TextClassificationJob Class
Configuration for AutoML Text Classification Job.
- Inheritance
-
azure.ai.ml.entities._job.automl.nlp.automl_nlp_job.AutoMLNLPJobTextClassificationJob
Constructor
TextClassificationJob(*, target_column_name: str | None = None, training_data: Input | None = None, validation_data: Input | None = None, primary_metric: ClassificationPrimaryMetrics | None = None, log_verbosity: str | None = None, **kwargs: Any)
Parameters
Name | Description |
---|---|
target_column_name
Required
|
The name of the target column, defaults to None |
training_data
Required
|
Training data to be used for training, defaults to None |
validation_data
Required
|
Validation data to be used for evaluating the trained model, defaults to None |
primary_metric
Required
|
The primary metric to be displayed, defaults to None |
log_verbosity
Required
|
Log verbosity level, defaults to None |
Keyword-Only Parameters
Name | Description |
---|---|
target_column_name
Required
|
|
training_data
Required
|
|
validation_data
Required
|
|
primary_metric
Required
|
|
log_verbosity
Required
|
|
Examples
creating an automl text classification job
from azure.ai.ml import automl, Input
from azure.ai.ml.constants import AssetTypes
text_classification_job = automl.TextClassificationJob(
experiment_name="my_experiment",
compute="my_compute",
training_data=Input(type=AssetTypes.MLTABLE, path="./training-mltable-folder"),
validation_data=Input(type=AssetTypes.MLTABLE, path="./validation-mltable-folder"),
target_column_name="terms",
tags={"my_custom_tag": "My custom value"},
)
Methods
dump |
Dumps the job content into a file in YAML format. |
extend_search_space |
Add (a) search space(s) for an AutoML NLP job. |
set_data |
Define data configuration for NLP job |
set_featurization |
Define featurization configuration for AutoML NLP job. |
set_limits |
Define limit configuration for AutoML NLP job |
set_sweep |
Define sweep configuration for AutoML NLP job |
set_training_parameters |
Fix certain training parameters throughout the training procedure for all candidates. |
dump
Dumps the job content into a file in YAML format.

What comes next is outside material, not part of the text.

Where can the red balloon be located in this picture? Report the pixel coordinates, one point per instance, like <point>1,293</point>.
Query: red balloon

dump(dest: str | PathLike | IO, **kwargs: Any) -> None
Parameters
Name | Description |
---|---|
dest
Required
|
The local path or file stream to write the YAML content to. If dest is a file path, a new file will be created. If dest is an open file, the file will be written to directly. |
Exceptions
Type | Description |
---|---|
Raised if dest is a file path and the file already exists. |
|
Raised if dest is an open file and the file is not writable. |
extend_search_space
Add (a) search space(s) for an AutoML NLP job.
extend_search_space(value: SearchSpace | List[SearchSpace]) -> None
Parameters
Name | Description |
---|---|
value
Required
|
either a SearchSpace object or a list of SearchSpace objects with nlp-specific parameters. |
Exceptions
Type | Description |
---|---|
Raised if dest is a file path and the file already exists. |
|
Raised if dest is an open file and the file is not writable. |
set_data
Define data configuration for NLP job
set_data(*, training_data: Input, target_column_name: str, validation_data: Input) -> None
Keyword-Only Parameters
Name | Description |
---|---|
training_data
|
Training data |
target_column_name
|
Column name of the target column. |
validation_data
|
Validation data |
Exceptions
Type | Description |
---|---|
Raised if dest is a file path and the file already exists. |
|
Raised if dest is an open file and the file is not writable. |
set_featurization
Define featurization configuration for AutoML NLP job.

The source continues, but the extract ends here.